Merred testified that the defendants were employees of the Hospital and that both were providing services for the Hospital at the time of the alleged negligence. He also testified that their medical services were an integral part of the Hospital's business of providing medical care to patients.

Cornu–Labat testified that at the time he signed the employment agreement, he was working in the United States on a work “Visa.” He testified that his immigration status required him to be employed by an entity that would “sponsor” him as a surgeon. He testified that based on the requirement that he be employed, he believed he was an employee of the Hospital when he signed the agreement with the Hospital. He testified that his immigration status also precluded him from having other business relationships outside of his sponsored employment and precluded him from having his own business.

Cornu–Labat testified that while there was no one supervising him while he was performing surgery, he had to get permission from the chief of the Hospital's medical staff before performing any procedure.

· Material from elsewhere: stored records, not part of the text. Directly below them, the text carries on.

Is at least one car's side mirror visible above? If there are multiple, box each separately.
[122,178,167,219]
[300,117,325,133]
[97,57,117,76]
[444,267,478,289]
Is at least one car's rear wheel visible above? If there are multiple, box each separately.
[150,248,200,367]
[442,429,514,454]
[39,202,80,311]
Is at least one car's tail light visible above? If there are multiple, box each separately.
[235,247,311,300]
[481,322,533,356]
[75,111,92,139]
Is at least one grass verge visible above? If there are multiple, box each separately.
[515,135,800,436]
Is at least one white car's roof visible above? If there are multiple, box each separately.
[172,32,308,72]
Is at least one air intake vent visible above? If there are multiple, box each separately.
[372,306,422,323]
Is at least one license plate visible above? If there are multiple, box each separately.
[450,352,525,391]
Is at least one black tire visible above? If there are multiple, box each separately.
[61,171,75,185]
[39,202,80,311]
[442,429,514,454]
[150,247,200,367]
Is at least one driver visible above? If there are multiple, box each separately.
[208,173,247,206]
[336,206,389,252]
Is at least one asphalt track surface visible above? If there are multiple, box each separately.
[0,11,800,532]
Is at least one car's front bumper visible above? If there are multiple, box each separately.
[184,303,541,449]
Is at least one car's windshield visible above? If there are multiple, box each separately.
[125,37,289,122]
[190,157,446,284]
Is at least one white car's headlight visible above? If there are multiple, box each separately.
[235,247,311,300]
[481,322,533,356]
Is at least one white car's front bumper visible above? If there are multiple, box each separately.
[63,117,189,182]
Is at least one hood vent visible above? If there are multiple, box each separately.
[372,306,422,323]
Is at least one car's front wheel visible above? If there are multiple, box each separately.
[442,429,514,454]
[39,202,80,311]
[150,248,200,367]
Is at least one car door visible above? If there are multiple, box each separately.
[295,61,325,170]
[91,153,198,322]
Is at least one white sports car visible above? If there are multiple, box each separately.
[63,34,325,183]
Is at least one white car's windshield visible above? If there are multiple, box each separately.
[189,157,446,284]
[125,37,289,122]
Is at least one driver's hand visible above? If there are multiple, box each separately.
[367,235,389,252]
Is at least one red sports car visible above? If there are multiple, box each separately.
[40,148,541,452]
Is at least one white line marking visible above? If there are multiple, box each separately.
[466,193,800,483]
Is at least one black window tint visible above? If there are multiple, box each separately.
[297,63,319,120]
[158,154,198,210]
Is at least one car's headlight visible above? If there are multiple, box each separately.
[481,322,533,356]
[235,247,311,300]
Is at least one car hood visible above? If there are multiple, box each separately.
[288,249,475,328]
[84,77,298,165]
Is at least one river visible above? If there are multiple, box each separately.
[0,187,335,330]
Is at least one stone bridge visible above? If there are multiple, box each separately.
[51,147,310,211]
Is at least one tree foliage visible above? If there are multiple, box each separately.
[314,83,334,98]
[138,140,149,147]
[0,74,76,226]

He testified that there was at least one occasion when the chief of the Hospital's medical staff denied his request for a certain procedure.

Following trial, the trial court found that the employment agreements described an employer-employee relationship; that based on the terms of the agreements, the Hospital had the right to control the manner and means of the work and the details of the defendants' performance of duties; that the parties to the agreements intended to create an employer-employee relationship; that the Hospital exercised actual control over the means and methods of the work and details of the defendants' performance of duties; and that the defendants were acting within the scope of their employment when they treated Virginia. The trial court concluded that the defendants were employees of the Hospital and that therefore, the Jacobsons' claim against the defendants was barred for failure to comply with the Tort Claims Act as set forth at § 13–920(1). The court entered judgment in favor of the defendants.

ASSIGNMENTS OF ERROR

The Jacobsons assign, restated, that the trial court erred in (1) granting the defendants' motion to bifurcate the issue of whether the defendants were employees of the Hospital, thereby denying the Jacobsons a jury trial on that issue; (2) finding that the employment agreements describe an employer-employee relationship; (3) finding that the employment agreements give the Hospital the right to control the manner and means of the defendants' work and the details of the performance of their duties; (4) finding that the parties believed they were creating an employer-employee relationship, i.e., an agency relationship, when they negotiated the agreements; (5) failing to consider and weigh 10 recognized factors used to determine the defendants' employment status; (6) finding that Shresta was acting within the scope of her employment when treating Virginia; and (7) failing to find that the defendants, by electing coverage under the NHMLA, are barred from asserting the 1–year notice provision of the Tort Claims Act based on the doctrines of waiver and equitable estoppel.

STANDARD OF REVIEW

In a bench trial of an action at law, the factual findings by the trial court have the effect of a jury verdict and will not be set aside unless they are clearly wrong. Strategic Staff Mgmt. v. Roseland, 260 Neb. 682, 619 N.W.2d 230 (2000). An appellate court reviews the sufficiency of the evidence to sustain a judgment by resolving every controverted fact in favor of the successful party and giving such party the benefit of every inference that can reasonably be deduced from the evidence. See Baldwin v. City of Omaha, 259 Neb. 1, 607 N.W.2d 841 (2000).

ANALYSIS

Motion to Bifurcate.

The Jacobsons first assign that the trial court erred in granting the defendants' motion to bifurcate the issue of whether the defendants were employees of the Hospital. The Jacobsons do not contest the bifurcation itself, but, rather, they argue that the court erred in granting the defendants' request that the employment issue be decided by the court, thereby denying the Jacobsons a jury trial on that issue.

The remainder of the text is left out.